Distributional arguments

A few days ago, I re-read the following argument by McCarthy & Prince (1993:181):

(1)	The (velar glide-final) Axininca Campa root /iraɰ/ behaves as if it were /raɰ/; that is, a single syllable as opposed to two (for the purposes of the phonology of the velar glide).
(2)	Suppose that the /i/ in /iraɰ/ (and in all /ir/-initial roots) is epenthetic, and that the monosyllabic behavior of /iraɰ/ is calculated before epenthesis applies (or however epenthetic segments are ignored).
(3)	As it turns out, /r/-initial roots are unknown in Axininca Campa, save for a single borrowing (rapisi ‘pencil’, from Spanish lápiz). This is expected if underlyingly /r/-initial roots undergo /i/-epenthesis, becoming /ir/-initial roots.
(4)	Furthermore, /ir/-initial roots are far more common than other /Vr/-initial roots. This is expected if /ir/-initial roots have two underlying sources, as opposed to only one for other /Vr/-initial roots.

(3) may already be convincing enough for some folks to believe (2) as an explanation for (1). (Note: the empirical claim in (3) is based on “an examination of [the] root lexicon of [David Payne’s (1981) The Phonology and Morphology of Axininca Campa], containing approximately 850 entries”.) I’m not going to address that here; what I’m interested in is (4), which appears to rely on the following (unstated) assumption:

(5)	Underlyingly, all segmental strings (of equal length) have equal distributions (= probabilities of occurrence).

I find this assumption to be less than convincing, though perhaps I wouldn’t have blogged about it if I hadn’t heard a talk yesterday in which a very similar (also unstated) assumption was invoked. With Geoff Pullum’s OICTIQ principle firmly in mind, I thought I’d investigate further.

Yesterday’s talk concerned facts about Mundurukú (a.k.a. Mundurucú, last discussed on Language Log here— just for your blogospheric reference). Very brief background on yesterday’s speaker: Gessiane Picanço is a UBC graduate student from Brazil who is doing some very interesting work on the phonetics, phonology, and diachrony (through comparative reconstruction) of the Mundurukú subfamily of Tupi languages. (Tupi also includes the Guaraní subfamily, with which probably more of us are familiar.) Picanço also delivered a great talk on Mundurukú phonation types at WECOL last month, in case you missed it.

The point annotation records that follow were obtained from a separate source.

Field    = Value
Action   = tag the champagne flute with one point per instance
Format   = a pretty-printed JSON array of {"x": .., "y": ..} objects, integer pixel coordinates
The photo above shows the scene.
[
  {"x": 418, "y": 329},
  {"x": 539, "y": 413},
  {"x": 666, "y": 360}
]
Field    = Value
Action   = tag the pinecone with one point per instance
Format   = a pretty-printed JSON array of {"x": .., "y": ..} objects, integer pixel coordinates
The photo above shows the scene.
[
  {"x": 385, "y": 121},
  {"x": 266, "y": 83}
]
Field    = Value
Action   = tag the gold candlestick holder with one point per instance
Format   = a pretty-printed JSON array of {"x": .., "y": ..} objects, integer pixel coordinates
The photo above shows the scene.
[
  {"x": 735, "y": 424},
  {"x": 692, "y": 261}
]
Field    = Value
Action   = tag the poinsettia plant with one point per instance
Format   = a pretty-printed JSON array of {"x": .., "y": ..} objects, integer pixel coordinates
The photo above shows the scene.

Picanço’s talk yesterday (part of the research seminar at UBC Linguistics where both faculty and students present current research) was about the possible diachronic sources of some phonotactic restrictions in Mundurukú. Picanço counted the relative distributions of consonants and vowels in 1,252 CV(C) syllables (one instance per alternant per morpheme from Picanço’s fieldnotes); among other interesting facts discussed in the talk, Picanço found the facts in (6) and (7) below.

(6)	There are 37 instances of /ʃi/ sequences in Mundurukú. (That’s just a hair under 3% of the counted CV(C) syllables.)
(7)	/si/ sequences, on the other hand, are nonexistent. (One exceptional /si/ sequence exists in a borrowing, pasí ‘go for a walk’, from Portuguese passear.)

Picanço considers and rejects the synchronic analysis in (8), plausible-seeming though it may be. (See note 1 below.)

(8)	Suppose that the distribution in (6) and (7) is due to a palatalization rule, s → ʃ / __ i.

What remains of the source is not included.